There are numerous recent cases nationwide of children who have bled to death from circumcision even in medical settings. But these are the tip of a morbidity iceberg.

Perhaps the judge in San Francisco felt her hands were tied by statute, and thought the best course was to quash a citizens’ initiative on the grounds that state authorities are completely up to the task of regulating this dark corner of American medical culture, inherited from our Puritanical pre-germ-theory, British ancestors, and its home-grown doppleganger.

But as California has not seen fit to regulate the non-therapeutic cutting of male children, let alone discourage homemade circumcisions in septic settings, it is hard to see where the state has ‘pre-empted’ local law.

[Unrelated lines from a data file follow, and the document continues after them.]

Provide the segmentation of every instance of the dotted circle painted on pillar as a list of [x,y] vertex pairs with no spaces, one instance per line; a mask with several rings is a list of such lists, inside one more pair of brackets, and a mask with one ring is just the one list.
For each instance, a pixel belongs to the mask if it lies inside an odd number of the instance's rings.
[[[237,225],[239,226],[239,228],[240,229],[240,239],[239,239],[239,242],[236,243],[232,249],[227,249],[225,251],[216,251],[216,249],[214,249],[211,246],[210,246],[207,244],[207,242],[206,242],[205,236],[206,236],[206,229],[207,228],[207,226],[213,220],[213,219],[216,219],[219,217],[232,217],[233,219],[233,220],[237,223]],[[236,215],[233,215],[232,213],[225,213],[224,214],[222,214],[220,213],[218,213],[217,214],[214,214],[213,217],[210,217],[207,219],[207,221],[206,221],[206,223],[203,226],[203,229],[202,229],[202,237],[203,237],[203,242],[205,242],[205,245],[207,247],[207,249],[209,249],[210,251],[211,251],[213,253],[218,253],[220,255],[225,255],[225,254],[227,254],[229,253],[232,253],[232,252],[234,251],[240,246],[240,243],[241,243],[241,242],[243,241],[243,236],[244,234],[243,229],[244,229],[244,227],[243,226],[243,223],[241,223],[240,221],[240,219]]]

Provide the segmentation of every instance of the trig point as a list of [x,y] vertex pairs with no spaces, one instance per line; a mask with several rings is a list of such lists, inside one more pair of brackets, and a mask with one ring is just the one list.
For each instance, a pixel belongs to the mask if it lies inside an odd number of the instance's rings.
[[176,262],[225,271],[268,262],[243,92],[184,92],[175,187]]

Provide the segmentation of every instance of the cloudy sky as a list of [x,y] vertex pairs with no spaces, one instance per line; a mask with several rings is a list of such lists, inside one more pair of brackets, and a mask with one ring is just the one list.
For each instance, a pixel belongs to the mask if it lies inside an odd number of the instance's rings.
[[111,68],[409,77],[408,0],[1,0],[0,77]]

May a state preempt, from local regulation, a safety and health situation which the state has manifestly abdicated, when 12,000 citizens of a city within its borders are more alert?

And as someone who has worked on this issue, full-time, for 10 unpaid years, –traveling, lecturing, writing, comforting anguished parents and counseling aggrieved young men– I can tell you there is much more here than meets the eye, and many more melancholy and heart-breaking stories of grievously injured children than you might suppose. Where is the law when our children need protection from their own parents as well as unethical practitioners exploiting parental fears?

1 Church of Lukumi Babalu Aye v. City of Hialeah, 508 U.S. 520 (1993).

2 State of Washington v. Baxter. 134 Wn. App. 587; 141 P.3d 92 (2006).

3 Dan Bollinger. (2010). Lost Boys: An Estimate of U.S. Circumcision-Related Infant

Deaths. 4 Thymos: Journal of Boyhood Studies 78-90 (2010).

4 State of Washington v. Baxter. 134 Wn. App. 587; 141 P.3d 92 (2006).

5 Prince v. Massachusetts, 321 U.S. 158 (1944).

6 Ross Povenmire. Do Parents Have the Legal Authority to Consent to the Surgical Amputation of Normal, Healthy Tissue From Their Infant Children?: The Practice of Circumcision in the United States. 7 Journal of Gender, Social Policy & the Law 87 (1998-1999); Shea Lita Bond. Female Circumcision and the Equal Protection Clause. 32 John Marshall L. Rev. 353 (1999).